Тетя Куля, жена Качаева рассказывала в очереди у магазина. -" Так всю ночь от него жаром несет, будто весь изнутри горит. К утру остывать начнет и уснет, и все шарит, шарит рукой под одеялом, шарит,словно ищет что-то... Я спросила"Чего Лешенька ищешь? А он в ответ – автомат и диски с патронами."
Женщины сочувствовали бабе Кули
- "Автомат ночью не ищут?  Он на гвозде висит, а ищут молодуху, тепленькую да мяконькую, вот и горит в огне, что найти не может." Женщина, сказавшее это, хрипло засмеялась.
Другие и моя мать, осуждающе посмотрели на нее.
- Не суди по себе.
Так вот дядя Леша, когда приходил к отцу и они, выпив по рюмке другой водки, начинали спорить. Нет, не о войне, а о сегодняшнем дне, что происходит с нашей страной.

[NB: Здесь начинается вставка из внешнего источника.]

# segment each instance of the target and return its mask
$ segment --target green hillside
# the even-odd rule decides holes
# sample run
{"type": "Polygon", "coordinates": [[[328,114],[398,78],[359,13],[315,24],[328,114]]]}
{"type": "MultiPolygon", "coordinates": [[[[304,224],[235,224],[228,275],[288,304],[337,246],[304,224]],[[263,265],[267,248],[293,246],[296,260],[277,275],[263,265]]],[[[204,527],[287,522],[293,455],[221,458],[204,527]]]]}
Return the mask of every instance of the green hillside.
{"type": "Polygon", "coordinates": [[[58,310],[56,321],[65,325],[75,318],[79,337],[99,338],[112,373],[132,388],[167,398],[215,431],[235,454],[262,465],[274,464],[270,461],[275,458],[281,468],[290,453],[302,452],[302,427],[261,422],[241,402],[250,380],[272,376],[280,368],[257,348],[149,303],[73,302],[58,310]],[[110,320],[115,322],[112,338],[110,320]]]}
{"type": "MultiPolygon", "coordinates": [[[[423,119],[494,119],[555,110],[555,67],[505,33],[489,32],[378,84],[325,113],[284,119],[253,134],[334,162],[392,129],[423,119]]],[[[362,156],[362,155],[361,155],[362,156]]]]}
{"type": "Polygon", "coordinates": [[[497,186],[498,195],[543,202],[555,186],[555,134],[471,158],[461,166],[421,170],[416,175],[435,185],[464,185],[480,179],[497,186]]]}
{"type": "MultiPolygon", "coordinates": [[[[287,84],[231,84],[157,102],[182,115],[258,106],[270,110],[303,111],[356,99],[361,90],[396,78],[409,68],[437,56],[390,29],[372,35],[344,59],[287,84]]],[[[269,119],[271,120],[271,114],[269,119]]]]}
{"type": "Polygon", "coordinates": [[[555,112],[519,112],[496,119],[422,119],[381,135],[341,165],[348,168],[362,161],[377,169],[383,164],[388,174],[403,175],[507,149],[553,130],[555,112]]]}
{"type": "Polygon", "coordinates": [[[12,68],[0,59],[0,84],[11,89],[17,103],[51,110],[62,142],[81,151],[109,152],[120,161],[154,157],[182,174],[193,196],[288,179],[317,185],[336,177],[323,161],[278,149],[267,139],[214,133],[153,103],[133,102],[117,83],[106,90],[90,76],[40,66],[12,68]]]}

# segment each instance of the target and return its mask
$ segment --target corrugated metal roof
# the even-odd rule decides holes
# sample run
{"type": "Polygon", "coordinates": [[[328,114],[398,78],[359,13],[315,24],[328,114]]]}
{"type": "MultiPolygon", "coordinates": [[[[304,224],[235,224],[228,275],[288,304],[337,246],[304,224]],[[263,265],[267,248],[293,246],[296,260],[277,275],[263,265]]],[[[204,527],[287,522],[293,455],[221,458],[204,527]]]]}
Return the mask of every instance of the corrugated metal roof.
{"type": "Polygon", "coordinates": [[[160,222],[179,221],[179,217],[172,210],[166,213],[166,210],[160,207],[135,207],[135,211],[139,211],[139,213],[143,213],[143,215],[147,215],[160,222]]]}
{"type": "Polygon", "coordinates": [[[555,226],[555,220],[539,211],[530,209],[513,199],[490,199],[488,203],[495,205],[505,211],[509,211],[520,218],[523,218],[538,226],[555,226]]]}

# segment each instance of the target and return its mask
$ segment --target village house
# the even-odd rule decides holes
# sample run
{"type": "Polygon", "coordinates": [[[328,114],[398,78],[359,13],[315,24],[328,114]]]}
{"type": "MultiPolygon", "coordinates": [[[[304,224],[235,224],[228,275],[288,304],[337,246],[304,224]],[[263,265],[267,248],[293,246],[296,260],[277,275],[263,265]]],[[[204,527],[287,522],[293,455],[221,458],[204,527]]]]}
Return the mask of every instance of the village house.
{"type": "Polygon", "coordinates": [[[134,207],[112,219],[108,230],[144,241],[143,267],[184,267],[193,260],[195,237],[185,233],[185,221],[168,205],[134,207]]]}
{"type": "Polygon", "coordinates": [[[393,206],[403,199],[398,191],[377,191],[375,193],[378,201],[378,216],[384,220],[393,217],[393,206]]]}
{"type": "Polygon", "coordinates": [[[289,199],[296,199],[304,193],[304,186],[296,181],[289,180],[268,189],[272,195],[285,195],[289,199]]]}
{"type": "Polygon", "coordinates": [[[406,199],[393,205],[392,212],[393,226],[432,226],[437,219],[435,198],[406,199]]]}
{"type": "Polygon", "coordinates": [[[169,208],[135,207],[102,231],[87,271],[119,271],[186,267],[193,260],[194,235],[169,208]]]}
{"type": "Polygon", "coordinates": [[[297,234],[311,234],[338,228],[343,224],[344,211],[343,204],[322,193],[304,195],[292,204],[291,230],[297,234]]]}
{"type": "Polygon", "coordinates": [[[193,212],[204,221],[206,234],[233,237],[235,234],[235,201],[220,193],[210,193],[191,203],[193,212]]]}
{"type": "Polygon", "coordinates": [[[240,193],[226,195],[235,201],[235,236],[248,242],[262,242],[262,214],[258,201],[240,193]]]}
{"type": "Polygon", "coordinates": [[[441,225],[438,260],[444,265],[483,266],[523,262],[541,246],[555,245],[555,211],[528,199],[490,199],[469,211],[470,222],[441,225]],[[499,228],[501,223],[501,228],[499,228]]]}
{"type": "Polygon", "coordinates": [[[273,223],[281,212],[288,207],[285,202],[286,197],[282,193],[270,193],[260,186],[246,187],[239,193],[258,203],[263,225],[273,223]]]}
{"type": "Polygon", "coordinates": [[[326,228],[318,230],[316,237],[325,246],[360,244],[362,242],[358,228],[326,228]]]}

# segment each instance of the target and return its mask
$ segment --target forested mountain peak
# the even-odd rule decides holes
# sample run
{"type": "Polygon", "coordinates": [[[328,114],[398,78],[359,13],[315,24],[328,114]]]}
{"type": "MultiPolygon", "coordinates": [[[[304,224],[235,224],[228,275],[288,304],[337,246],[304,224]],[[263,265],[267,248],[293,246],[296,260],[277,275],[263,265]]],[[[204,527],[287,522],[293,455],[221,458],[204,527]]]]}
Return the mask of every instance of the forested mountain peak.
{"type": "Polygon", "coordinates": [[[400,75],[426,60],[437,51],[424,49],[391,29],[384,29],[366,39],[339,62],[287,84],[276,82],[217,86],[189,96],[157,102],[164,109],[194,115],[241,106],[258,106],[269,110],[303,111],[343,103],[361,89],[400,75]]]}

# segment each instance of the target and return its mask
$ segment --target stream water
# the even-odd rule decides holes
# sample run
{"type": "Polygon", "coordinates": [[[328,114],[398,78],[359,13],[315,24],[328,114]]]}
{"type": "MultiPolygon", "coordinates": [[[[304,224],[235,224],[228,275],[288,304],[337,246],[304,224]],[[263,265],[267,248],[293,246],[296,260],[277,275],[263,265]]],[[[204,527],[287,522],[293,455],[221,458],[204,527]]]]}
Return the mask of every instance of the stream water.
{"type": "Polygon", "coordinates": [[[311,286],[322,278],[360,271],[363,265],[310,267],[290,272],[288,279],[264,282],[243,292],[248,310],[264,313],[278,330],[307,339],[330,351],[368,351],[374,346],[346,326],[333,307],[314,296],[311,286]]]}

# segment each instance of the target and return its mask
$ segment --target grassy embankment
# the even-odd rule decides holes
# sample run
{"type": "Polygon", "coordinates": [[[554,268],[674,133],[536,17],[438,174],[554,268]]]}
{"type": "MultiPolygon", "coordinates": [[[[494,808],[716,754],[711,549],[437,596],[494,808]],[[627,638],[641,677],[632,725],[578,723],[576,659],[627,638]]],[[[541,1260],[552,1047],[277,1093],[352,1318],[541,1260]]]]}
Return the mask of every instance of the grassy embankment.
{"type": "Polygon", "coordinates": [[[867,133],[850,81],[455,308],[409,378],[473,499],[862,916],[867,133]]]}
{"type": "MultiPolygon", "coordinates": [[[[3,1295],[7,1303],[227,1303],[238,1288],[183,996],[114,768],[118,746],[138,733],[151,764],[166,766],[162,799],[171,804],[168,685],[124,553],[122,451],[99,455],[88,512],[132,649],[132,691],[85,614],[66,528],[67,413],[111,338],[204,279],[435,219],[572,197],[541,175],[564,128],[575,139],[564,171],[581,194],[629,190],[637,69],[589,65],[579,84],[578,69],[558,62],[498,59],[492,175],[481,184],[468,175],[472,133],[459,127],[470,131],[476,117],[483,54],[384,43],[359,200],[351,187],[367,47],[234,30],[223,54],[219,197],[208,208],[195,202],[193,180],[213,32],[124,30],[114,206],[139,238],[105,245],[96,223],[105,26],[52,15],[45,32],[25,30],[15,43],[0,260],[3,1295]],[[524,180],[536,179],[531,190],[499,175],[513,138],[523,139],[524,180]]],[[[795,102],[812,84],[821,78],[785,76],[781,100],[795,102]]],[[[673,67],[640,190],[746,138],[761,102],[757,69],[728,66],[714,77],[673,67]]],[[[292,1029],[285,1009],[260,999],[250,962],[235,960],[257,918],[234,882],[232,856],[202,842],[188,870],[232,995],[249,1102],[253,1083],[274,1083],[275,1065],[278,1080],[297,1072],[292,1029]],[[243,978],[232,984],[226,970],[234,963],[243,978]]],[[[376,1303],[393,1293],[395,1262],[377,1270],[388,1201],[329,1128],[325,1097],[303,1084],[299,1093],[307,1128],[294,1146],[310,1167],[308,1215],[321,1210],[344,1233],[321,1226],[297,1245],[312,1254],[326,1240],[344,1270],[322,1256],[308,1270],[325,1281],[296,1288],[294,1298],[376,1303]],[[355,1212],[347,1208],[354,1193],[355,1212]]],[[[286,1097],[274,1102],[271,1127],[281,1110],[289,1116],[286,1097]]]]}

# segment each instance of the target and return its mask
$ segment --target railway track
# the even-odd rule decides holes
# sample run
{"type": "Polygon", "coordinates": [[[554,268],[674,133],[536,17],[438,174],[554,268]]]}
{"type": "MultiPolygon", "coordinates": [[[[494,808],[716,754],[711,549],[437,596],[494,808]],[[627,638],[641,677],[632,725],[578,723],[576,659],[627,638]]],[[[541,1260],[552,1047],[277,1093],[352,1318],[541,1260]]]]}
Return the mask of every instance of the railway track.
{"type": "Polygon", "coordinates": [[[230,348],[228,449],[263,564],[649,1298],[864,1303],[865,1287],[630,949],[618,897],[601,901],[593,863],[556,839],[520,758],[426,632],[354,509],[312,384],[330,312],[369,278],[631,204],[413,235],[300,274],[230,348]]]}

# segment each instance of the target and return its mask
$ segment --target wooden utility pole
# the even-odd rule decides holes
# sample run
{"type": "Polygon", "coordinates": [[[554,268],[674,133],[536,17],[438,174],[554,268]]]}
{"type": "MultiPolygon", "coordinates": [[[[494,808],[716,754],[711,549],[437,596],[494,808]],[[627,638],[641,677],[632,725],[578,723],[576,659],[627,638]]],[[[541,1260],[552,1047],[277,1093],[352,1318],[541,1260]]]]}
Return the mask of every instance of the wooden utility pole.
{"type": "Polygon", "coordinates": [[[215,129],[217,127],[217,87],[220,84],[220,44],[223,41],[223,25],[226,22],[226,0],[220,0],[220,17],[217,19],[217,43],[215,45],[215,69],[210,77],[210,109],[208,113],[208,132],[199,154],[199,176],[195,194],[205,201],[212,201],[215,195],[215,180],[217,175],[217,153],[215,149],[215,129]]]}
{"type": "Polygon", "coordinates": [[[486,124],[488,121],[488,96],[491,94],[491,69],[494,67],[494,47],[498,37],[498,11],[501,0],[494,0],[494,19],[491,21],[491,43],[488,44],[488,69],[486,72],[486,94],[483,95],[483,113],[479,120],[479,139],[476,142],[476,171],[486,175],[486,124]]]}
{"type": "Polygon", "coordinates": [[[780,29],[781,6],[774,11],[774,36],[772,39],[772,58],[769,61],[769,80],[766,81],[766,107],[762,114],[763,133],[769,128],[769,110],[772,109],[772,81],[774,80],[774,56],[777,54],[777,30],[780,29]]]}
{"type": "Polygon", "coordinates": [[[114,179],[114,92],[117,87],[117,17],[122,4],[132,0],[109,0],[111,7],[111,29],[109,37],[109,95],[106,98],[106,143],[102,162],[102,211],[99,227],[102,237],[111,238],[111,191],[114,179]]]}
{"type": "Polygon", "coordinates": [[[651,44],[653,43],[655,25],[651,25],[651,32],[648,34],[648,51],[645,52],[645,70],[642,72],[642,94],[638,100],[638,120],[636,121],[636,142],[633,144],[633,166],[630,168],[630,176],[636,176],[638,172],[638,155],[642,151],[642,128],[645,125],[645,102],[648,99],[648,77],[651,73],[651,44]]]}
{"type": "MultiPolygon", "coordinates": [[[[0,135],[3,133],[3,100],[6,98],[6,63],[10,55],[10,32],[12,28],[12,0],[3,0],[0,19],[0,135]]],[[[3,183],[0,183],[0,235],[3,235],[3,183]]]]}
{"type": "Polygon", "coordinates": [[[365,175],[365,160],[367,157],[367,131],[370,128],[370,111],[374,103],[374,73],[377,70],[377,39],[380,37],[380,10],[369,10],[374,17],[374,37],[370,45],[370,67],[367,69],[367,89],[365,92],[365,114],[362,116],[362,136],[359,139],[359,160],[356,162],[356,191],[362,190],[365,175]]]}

- Вот ты скажи, Алексей Пантелеевич,кто такой Хрущёв? Ты о нем в войну хоть слово, какое слышал?
- Не приходилось, не буду врать – отвечал друг отца.
- Да ни кто о нем не знал, по фронтам в штабном вагоне разъезжал, агитировал, значит. А пороха-то он не нюхал. После войны, как-то к Сталину втёрся в доверие, видно «гопака» плясал хорошо.  Смотри, как-всех переплясал. Маленкова  с Булганиным – обставил, а они тертые калачи, опять же чужыми руками. Если бы не Жуков,Берия их всех на Соловки бы определил. Качаев не соглашался.
- Василий Иванович, мы всех тонкостей не знаем. Может Сталин завещал Хрущёва на свое место? Зачем он его с Украины вытащил и в Москву поставил?  Значит, умысел был.
Такие разговоры шли в каждой семье. По радио и в газетах писали одно, а народ, переживший войну, голод и разруху, думал по-своему и редко ошибался. Мои сверстники, да и ребята постарше , на эту тему молчали. Политика им надоела. Они хотели другой, новой жизни, но какой, они еще не знали. Но, тень новой жизни  ходила рядом с ними, и они долго не могли определиться, кто их кумир?  Вышедший- ли из тюряги молодой, веселый, весь в наколках  Федька Шестаков  по кличке «Шестак», или молодой учитель истории- Лев Яковлевич Потегайлов, интеллигент из Ленинграда, эвакуированный вместе с семьей в годы войны, но так и не сумевший уехать обратно.  Дом разбомбило, ехать было не куда.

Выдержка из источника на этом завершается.